Capt. Thompson christened

A new $9.4 million, 154-foot ferry serving Vinalhaven has begun regular runs between Rockland and the island. It was christened at the Maine State Ferry Service terminal in Rockland on April 20.

U.S. Representative Chellie Pingree (D-Maine), who lives on the island of North Haven called ferries “a lifeline” and “a necessity.”
Bruce Van Note, deputy commissioner of the Maine Department of Transportation, agreed. At the same time he pointed out the road to launching the new ferry had been a long one. Planning and work to secure funds for the new Vinalhaven ferry, the Captain E. Frank Thompson, started in the late 1990s. Half the new ferry money was federal stimulus money approved by Congress and President Obama three years ago, said Pingree.

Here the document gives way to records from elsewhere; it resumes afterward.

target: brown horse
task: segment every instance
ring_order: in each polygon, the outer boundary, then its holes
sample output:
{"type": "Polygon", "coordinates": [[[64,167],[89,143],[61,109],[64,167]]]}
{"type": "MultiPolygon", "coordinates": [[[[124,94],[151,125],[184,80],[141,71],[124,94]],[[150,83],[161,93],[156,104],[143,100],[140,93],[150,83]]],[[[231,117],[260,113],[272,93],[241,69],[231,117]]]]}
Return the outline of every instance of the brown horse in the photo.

This was the first time since 1993, when the Captain Neal Burgess was christened, that the state has replaced a ferry in its service. The Burgess serves North Haven.
Also speaking at the ceremony was former Maine State Senator and chair of the Legislature’s Transportation Committee, Dennis Damon, a member of the state ferry advisory board. “I first posed the question back in 1993 as to whether we should look at trying to build a new ferry,” said Damon. “It is 2012 and we have delivery. Given the age of our overall ferry fleet, and the fact that it isn’t getting any younger, perhaps we should start the conversation now about building another new ferry.”

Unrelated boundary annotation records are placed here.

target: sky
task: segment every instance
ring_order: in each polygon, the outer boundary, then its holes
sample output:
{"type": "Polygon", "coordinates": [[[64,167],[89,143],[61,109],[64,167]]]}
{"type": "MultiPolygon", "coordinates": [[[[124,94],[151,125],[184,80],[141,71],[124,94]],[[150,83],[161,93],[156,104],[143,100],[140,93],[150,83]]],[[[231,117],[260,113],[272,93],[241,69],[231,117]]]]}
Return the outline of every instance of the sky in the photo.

Damon suggested planning begin now for a new Penobscot Bay ferry, given it took 15 years after the first legislative vote on the Captain E. Frank Thompson to reach the christening stage.
“While in the legislature, I had the great honor of chairing the Joint Standing committee on Transportation. And I had to remind members of the committee, on occasion, that we were the Joint Standing Committee on Transportation; we were not the Joint Standing Committee on Roads and Bridges . . . The new addition to our transportation infrastructure, the Captain E. Frank Thompson, is but the latest example of Maine’s varied transportation needs, I have long felt it is our responsibility to provide a means for all Maine citizens to get from their town to the rest of the towns in the state. Whether it means going simply from Bangor to Brewer, or in this case, Vinalhaven to Rockland, our responsibility remains the same.
More than 100 people attended the christening. The bottle used in the christening sported a handcrafted red, white and blue covering provided by former longtime Maine State Ferry Service Manager Captain Richard Spear of Rockland. Than Hopkins performed the christening, breaking the traditional red-white-and-blue covered champagne over the new ferry’s bow. She is the daughter of the new ferry’s namesake, Frank Thompson, a long time ferry captain who had served for 22 years with the ferry service. Thompson retired in 1990 and died in 2003. Thompson’s grandson Kevin Hopkins served as ceremonial captain for the inaugural voyage held after the christening. Mitchell Hopkins, Thompson’s great-grandson, played in the community band that played at the ceremony.
The 494-ton ship replaces the Governor Curtis and was constructed at C & G Boatworks in Mobile, Alabama. The ferry took two years and three months to complete. The Alabama shipyard was the low bidder for the project, according to James MacLeod, manager of the ferry service.
The Captain E. Frank Thompson can carry up to 22 motor vehicles and 250 passengers. The Curtis and the Captain Charles Philbrook, that also provided service to the island, both carried 17 vehicles and about the same amount of people. The newly-christened ship had been outfitted with supplies and inspected by the U.S. Coast Guard. Drills with the crew also were required before final Coast Guard approval.

The Thompson can reach about 12 knots (about 13 miles per hour), slightly faster than the Curtis or Philbrook, holds 6,000 gallons of low-sulfur diesel fuel and is more fuel-efficient than the older ferries in the fleet, according to MacLeod. Last year, the ferries carried about 150,000 passengers between Vinalhaven and the mainland.